Das andere wäre eine etwas streitbarere Verteidigungshaltung für den Film, wenn es um die üblichen Verteilungskämpfe innerhalb des Kulturbudgets geht. Da gab's in den letzten Jahren viele Statements, viele davon blieben Lippenbekenntnisse. Das ist relativ frustrierend oder wie sagt man: bedauerlich ... So sagt man das wahrscheinlich auf höfliche Weise. Bleiben wir höflich ... (lacht)

PLANET: Wie würde es Filme verändern, wenn verstärkt Unternehmen als Sponsoren agierten?
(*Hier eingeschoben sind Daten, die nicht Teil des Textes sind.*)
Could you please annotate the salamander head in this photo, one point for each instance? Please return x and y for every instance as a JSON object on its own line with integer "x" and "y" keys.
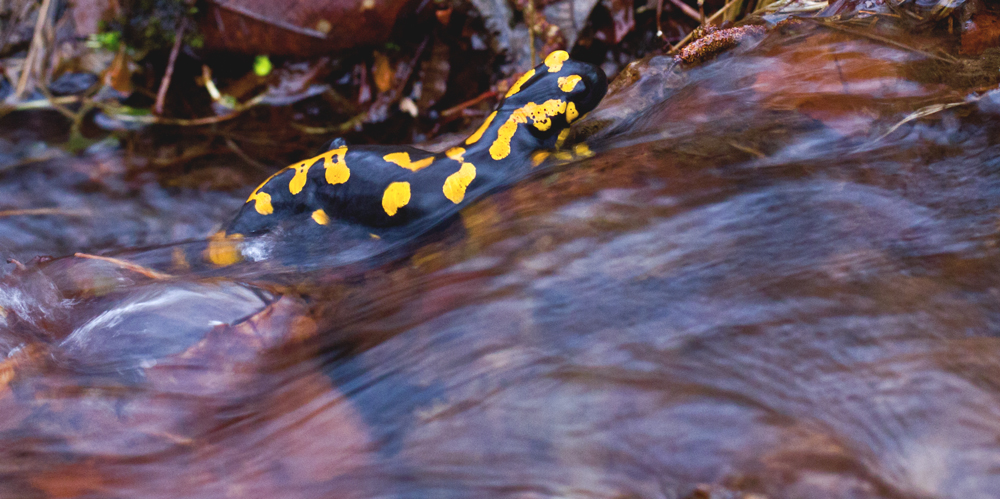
{"x": 544, "y": 101}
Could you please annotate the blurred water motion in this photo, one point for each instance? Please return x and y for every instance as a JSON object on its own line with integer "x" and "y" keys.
{"x": 753, "y": 288}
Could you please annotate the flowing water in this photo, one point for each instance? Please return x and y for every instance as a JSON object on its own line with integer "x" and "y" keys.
{"x": 760, "y": 286}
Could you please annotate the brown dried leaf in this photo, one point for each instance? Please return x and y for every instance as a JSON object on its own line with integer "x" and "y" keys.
{"x": 434, "y": 76}
{"x": 980, "y": 33}
{"x": 571, "y": 17}
{"x": 300, "y": 28}
{"x": 382, "y": 73}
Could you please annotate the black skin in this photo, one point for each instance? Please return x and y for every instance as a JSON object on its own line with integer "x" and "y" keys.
{"x": 358, "y": 201}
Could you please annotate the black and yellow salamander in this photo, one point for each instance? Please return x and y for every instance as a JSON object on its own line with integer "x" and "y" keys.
{"x": 382, "y": 188}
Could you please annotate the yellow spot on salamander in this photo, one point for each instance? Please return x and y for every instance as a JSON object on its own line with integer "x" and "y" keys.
{"x": 336, "y": 166}
{"x": 403, "y": 159}
{"x": 554, "y": 60}
{"x": 540, "y": 114}
{"x": 538, "y": 157}
{"x": 224, "y": 250}
{"x": 456, "y": 183}
{"x": 571, "y": 112}
{"x": 561, "y": 139}
{"x": 320, "y": 217}
{"x": 262, "y": 202}
{"x": 455, "y": 153}
{"x": 516, "y": 87}
{"x": 301, "y": 174}
{"x": 482, "y": 129}
{"x": 396, "y": 196}
{"x": 568, "y": 83}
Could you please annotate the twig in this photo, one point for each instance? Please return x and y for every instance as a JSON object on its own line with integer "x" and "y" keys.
{"x": 161, "y": 94}
{"x": 685, "y": 8}
{"x": 150, "y": 273}
{"x": 36, "y": 42}
{"x": 707, "y": 21}
{"x": 531, "y": 31}
{"x": 471, "y": 102}
{"x": 244, "y": 156}
{"x": 924, "y": 112}
{"x": 659, "y": 12}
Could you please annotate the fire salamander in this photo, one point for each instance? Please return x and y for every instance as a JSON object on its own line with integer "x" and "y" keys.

DANIELA INGRUBER: Das kommt sehr auf den Film an. Wir haben heuer Mount St. Elias im Programm, einen Film, der zwar mit Fördermitteln, aber großteils aus Privat- und Wirtschaftsgeldern verwirklicht wurde. Ich glaube, da hat die Tatsache, dass Geld aus der Privatwirtschaft dahinter steckt, keinen Einfluss auf die Entwicklung des Films gehabt. Sponsoring und Inhalt haben von Anfang an zusammengepasst. Für Das weiße Band wäre es schwer einen Privatsponsor aufzutreiben.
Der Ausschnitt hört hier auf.